Wake up, ‘Anonymous!’ This isn’t a business of ‘turns’ or ‘deserving.’

Actors who have proven themselves and are able to put butts in seats – are not ‘picked’ by casting directors, et al (“the powers that be”) … they work their asses off to get there – and the reality is that they don’t get there at all, if the audience doesn’t agree they are worthy of being there.

Have you ever heard of Bella Darvi? She was Darryl Zanuck’s girlfriend and he tried to make her into a star by putting her in a few 20th Century Fox movies. It didn’t work. The audience stayed away in droves. There hundreds of stories of powerful industry executives trying to create stars, only to be handed  gigantic flops for their troubles. To be blunt, things just don’t work that way in show business.

As for the dark idea that casting directors bring in the same actors over and over again because they are playing it safe – get real. Casting directors make their reputations by discovering new and exciting talent. Do you really think the great ones are mindless functionaries with no creative or artistic ability? Of course smart casting directors bring in the same actors over and over again (and, by the way, that number is probably closer to 2000 than 45) … but there’s a darn good reason for that: The companies  that employ casting directors are expecting them to deliver the goods on every single assignment.
But, make no mistake in your assessment of them – actors have no stronger advocates than passionate and professional casting directors. (Apparently ‘Anonymous’ is unaware that a fairly large percentage of casting directors were once actors themselves.)
The general idea being expressed in this letter (and one presumes the entire ‘raison d’être’ behind the site itself) is analogous to baseball scouts being urged to consider players who own a bat and glove – simply because they own a bat and glove and they know where the stadium is located. In other words, they ‘deserve’ a chance to bat clean-up for the Yankees.

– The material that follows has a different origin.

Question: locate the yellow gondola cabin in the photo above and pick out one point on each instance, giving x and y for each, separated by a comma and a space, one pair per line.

Let’s face it, they know how to play baseball and can easily replace the same old 45 players who show up on baseball cards, year after year.

Ridiculous!

As I point out constantly – there are no shortcuts to the red carpet.

If you truly want to make that trip, make a plan, get a map, and be prepared to work very very hard … usually for a long time. If you expect it to be fair, a level playing field, or easier because you ‘know somebody’ – you are in for a world of hurt.

Finally, the remark in this letter that really set me off is the ad hominem attack on the 45 stars that ‘Anonymous’ seems obsessed with…

“… it’s also frustrating because most of them suck.”

Anonymous, if you think that attacking your betters is a way of improving your chances, you have no concept of human relations. Furthermore, what this sentiment reveals to a pro is that you are likely to be a mean-spirited human being and therefore someone most of us would avoid hiring in any capacity.

Wise up. Work harder. Stop whining. Suck it up and try ‘making it’ on talent, hard work, persistence, training and product development.
As for social skills, it may be too late for that – but please do everyone a favor and cease trying to convince other actors to buy into your ‘beef.’ While it’s not a huge loss to our industry if one actor believes the host of wrong-headed ideas you’ve assembled here – dragging dozens of other naive actors down with you is not a nice thing to do … in my not so humble opinion.